Дата
Автор
Скрыт
Источник
Сохранённая копия
Original Material

День рождения

Петр Вайль


Двадцать четвертого мая Иосифу Бродскому исполнилось бы 60 лет

(Фото: Петр Вайль)

Я входил вместо дикого зверя в клетку,
выжигал свой срок и кликуху гвоздем в бараке,
жил у моря, играл в рулетку,
обедал черт знает с кем во фраке.
С высоты ледника я озирал полмира,
трижды тонул, дважды бывал распорот.
Бросил страну, что меня вскормила.
Из забывших меня можно составить город.
Я слонялся в степях, помнящих вопли гунна,
надевал на себя что сызнова входит в моду,
сеял рожь, покрывал черной толью гумна
и не пил только сухую воду.
Я впустил в свои сны вороненый зрачок конвоя,
жрал хлеб изгнанья, не оставляя корок.
Позволял моим связкам все звуки, помимо воя;
перешел на шепот. Теперь мне сорок.
Что сказать мне о жизни? Что оказалась длинной.
Только с горем я чувствую солидарность.
Но пока мне рот не забили глиной,
из него раздаваться будет лишь благодарность.

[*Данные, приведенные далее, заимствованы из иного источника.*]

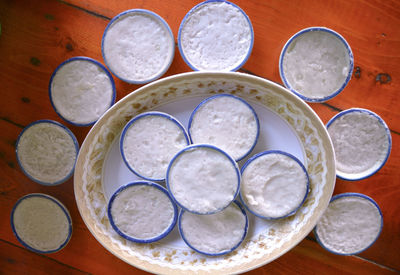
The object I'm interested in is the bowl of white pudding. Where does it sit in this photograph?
[326,108,392,181]
[101,9,175,84]
[314,193,383,255]
[166,144,240,214]
[279,27,354,102]
[107,181,178,243]
[49,56,116,126]
[15,120,79,185]
[11,193,72,254]
[178,0,254,71]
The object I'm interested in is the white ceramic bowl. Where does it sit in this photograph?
[11,193,72,253]
[101,9,175,84]
[279,27,354,102]
[15,120,79,185]
[49,56,116,126]
[178,0,254,71]
[326,108,392,181]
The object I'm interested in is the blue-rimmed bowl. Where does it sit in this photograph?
[101,9,175,84]
[326,108,392,181]
[178,0,254,71]
[314,193,383,256]
[178,201,249,256]
[188,94,260,161]
[165,144,240,215]
[239,150,310,220]
[15,119,79,186]
[48,56,116,126]
[10,193,72,254]
[120,111,190,181]
[107,181,178,243]
[279,27,354,102]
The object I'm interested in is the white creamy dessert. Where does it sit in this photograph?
[49,57,115,126]
[166,144,240,214]
[11,194,72,253]
[178,1,254,71]
[279,27,353,102]
[327,108,391,180]
[16,120,78,185]
[314,193,383,255]
[120,112,189,181]
[188,94,260,161]
[179,203,248,256]
[102,9,175,84]
[108,182,178,243]
[240,151,309,219]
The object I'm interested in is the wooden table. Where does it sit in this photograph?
[0,0,400,274]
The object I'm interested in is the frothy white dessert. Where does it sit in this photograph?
[167,145,240,214]
[102,10,175,83]
[189,95,259,160]
[178,1,253,71]
[12,194,72,253]
[316,196,382,254]
[50,59,114,124]
[180,203,247,254]
[240,153,308,218]
[281,30,352,99]
[17,122,78,185]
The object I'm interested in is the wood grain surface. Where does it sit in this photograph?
[0,0,400,274]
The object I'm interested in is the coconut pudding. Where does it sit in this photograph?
[327,108,391,180]
[188,94,260,161]
[11,194,72,253]
[16,120,79,185]
[108,181,178,243]
[101,9,175,84]
[279,27,353,102]
[314,193,383,255]
[179,202,248,256]
[240,151,309,219]
[178,1,254,71]
[120,112,189,181]
[166,144,240,214]
[49,57,115,126]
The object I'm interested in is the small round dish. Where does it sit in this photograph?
[314,193,383,255]
[107,181,178,243]
[279,27,354,102]
[11,193,72,253]
[326,108,392,181]
[178,0,254,71]
[188,94,260,161]
[15,120,79,185]
[101,9,175,84]
[240,150,310,220]
[178,201,249,256]
[166,144,240,214]
[120,112,190,181]
[49,56,116,126]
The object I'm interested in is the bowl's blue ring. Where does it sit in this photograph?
[101,9,175,84]
[178,0,254,72]
[107,181,178,243]
[326,108,392,181]
[279,27,354,102]
[15,119,79,186]
[188,94,260,161]
[313,192,383,256]
[10,193,72,254]
[239,150,310,220]
[48,56,116,126]
[178,201,249,256]
[165,144,241,215]
[119,111,190,181]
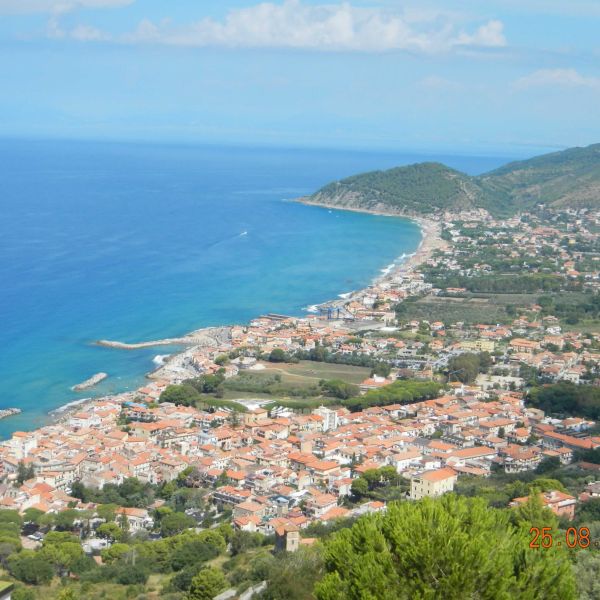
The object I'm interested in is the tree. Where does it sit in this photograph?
[159,384,201,406]
[259,548,322,600]
[17,460,35,485]
[160,513,196,536]
[577,498,600,523]
[574,550,600,600]
[8,550,54,585]
[315,495,576,600]
[535,456,561,475]
[96,522,124,542]
[269,348,287,362]
[319,379,360,400]
[351,477,369,499]
[100,543,131,564]
[56,588,77,600]
[371,362,392,377]
[186,567,227,600]
[96,504,117,523]
[23,507,45,525]
[448,352,481,383]
[54,508,78,531]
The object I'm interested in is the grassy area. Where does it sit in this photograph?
[260,360,371,384]
[400,296,512,323]
[213,361,371,408]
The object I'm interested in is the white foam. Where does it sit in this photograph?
[50,398,92,413]
[152,354,171,367]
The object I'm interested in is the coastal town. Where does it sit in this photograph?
[0,204,600,568]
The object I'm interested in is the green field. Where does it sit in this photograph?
[255,360,371,384]
[218,361,371,403]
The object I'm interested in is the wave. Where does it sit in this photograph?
[49,398,93,414]
[152,354,171,367]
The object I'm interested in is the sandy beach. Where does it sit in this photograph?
[50,198,447,422]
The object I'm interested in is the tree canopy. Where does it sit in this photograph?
[315,495,576,600]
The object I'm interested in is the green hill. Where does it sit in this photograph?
[305,144,600,215]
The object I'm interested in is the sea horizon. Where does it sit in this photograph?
[0,140,506,438]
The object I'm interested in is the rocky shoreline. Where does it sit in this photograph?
[71,373,108,392]
[38,205,440,421]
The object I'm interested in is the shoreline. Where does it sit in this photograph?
[31,204,440,425]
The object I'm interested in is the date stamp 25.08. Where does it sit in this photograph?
[529,527,600,549]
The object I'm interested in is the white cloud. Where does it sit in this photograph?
[456,20,506,48]
[0,0,135,14]
[417,75,462,92]
[115,0,506,53]
[514,69,600,89]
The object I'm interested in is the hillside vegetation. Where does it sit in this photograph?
[307,144,600,215]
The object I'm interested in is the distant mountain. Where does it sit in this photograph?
[305,144,600,215]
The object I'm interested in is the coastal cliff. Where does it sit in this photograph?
[301,144,600,217]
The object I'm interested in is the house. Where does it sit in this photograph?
[0,581,15,600]
[410,467,458,500]
[115,507,154,531]
[275,523,300,552]
[509,490,577,520]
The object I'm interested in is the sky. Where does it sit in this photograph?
[0,0,600,156]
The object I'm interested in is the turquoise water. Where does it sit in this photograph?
[0,140,510,437]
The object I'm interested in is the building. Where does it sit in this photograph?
[275,523,300,552]
[0,581,14,600]
[509,490,577,520]
[410,467,458,500]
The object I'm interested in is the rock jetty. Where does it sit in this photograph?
[71,373,108,392]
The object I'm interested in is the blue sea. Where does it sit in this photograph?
[0,140,505,437]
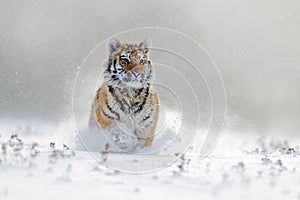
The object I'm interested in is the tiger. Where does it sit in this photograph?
[92,38,159,148]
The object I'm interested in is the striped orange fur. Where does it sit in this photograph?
[93,39,159,147]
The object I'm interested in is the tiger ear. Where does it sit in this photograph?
[139,39,152,54]
[107,38,122,54]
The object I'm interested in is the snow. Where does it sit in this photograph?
[0,122,300,200]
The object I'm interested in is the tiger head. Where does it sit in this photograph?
[104,38,152,88]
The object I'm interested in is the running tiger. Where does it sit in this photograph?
[92,38,159,150]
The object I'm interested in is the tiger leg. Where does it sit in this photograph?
[142,90,159,147]
[94,84,114,128]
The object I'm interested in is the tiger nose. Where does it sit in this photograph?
[132,70,141,77]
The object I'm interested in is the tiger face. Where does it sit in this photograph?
[104,38,152,88]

Солженицын рассердился на Бродского за первые строки его стихотворения "Я входил вместо дикого зверя в клетку...", назвал их "преувеличенно-грозными", поясняя: "Срок - первоначально 5-летний лагерный - сведен был к 17 месяцам деревенской ссылки, по гулаговским масштабам вполне детский". Последние строки этого единственного стихотворения Бродского, написанного к своему дню рождения, - слова благодарности жизни - звучат на солженицынский слух "диссонансом" при "сплошном тускло-мрачном восприятии мира" ("Новый мир" # 12, 1999).

"Я глуховат, я, Боже, слеповат..." - писал о себе Бродский с очень свойственным ему (как никому, пожалуй, в русской поэзии) принижением авторского "я". Однако в течение многих лет его стихи сопровождают глуховатость и слеповатость читателей, слышащих и видящих в нем лишь певца печали. Хотя при непредвзятом чтении Бродского несомненна живущая вместе со скорбью радость бытия, и кажется совершенно ясным, почему в стихотворении к своему сороковому дню рождения коллизии "детского" срока поданы такими яркими красками (кстати, в жизни Бродский никогда не делал упор на своих судебно-ссыльных испытаниях, напротив - переводил разговор, снижал градус). Клетка и барак - часть того огромного разнообразия, которое жизнь щедро обрушивает на человека. Рядом с тюрьмой в первом же четверостишии не случайно стоят море, рулетка, обед во фраке - по видимости противоположные, а по сути равнозначные явления и эпизоды, потому что все это - события судьбы.

Такую чересполосицу Бродский сознательно и последовательно нагнетает на протяжении всех двадцати строк. Стихотворение - как кардиограмма: всплеск пафоса сменяется иронической усмешкой. После "воплей гунна" - строка, которую впору сделать рубрикой журнала мод; если "хлеб изгнанья" - то "жрал... не оставляя корок". Рядом с близостью смерти ("тонул", "бывал распорот") - даль жизни ("озирал полмира").

Главная интонация тут может быть выражена оксюмороном - спокойный восторг. Прочувствованное и обдуманное восхищение перед многообразием и непредсказуемостью. Это пушкинская линия русской словесности - то торжествующая, то отступающая, но не пресекавшаяся никогда (таким ощущением восторженного смирения одушевлена строка младшего современника Бродского - Сергея Гандлевского: "Много все-таки жизни досталось мне").

Ни малейшего признака "сплошного тускло-мрачного восприятия", и потому, конечно же, не "диссонансом", а стройным и логичным аккордом звучит финал стихотворения Иосифа Бродского. Сорокалетний поэт обнаружил, что жизнь "оказалась длинной" и переполненной - событиями, людьми, мыслями, чувствами. Ему было отмерено еще полтора десятка лет - таких же длинных и полных. Он написал еще много стихов и прозы, не уставая дивиться жизненным кульбитам, на все лады варьируя последнюю строчку стихотворения к своему дню рождения - о благодарности.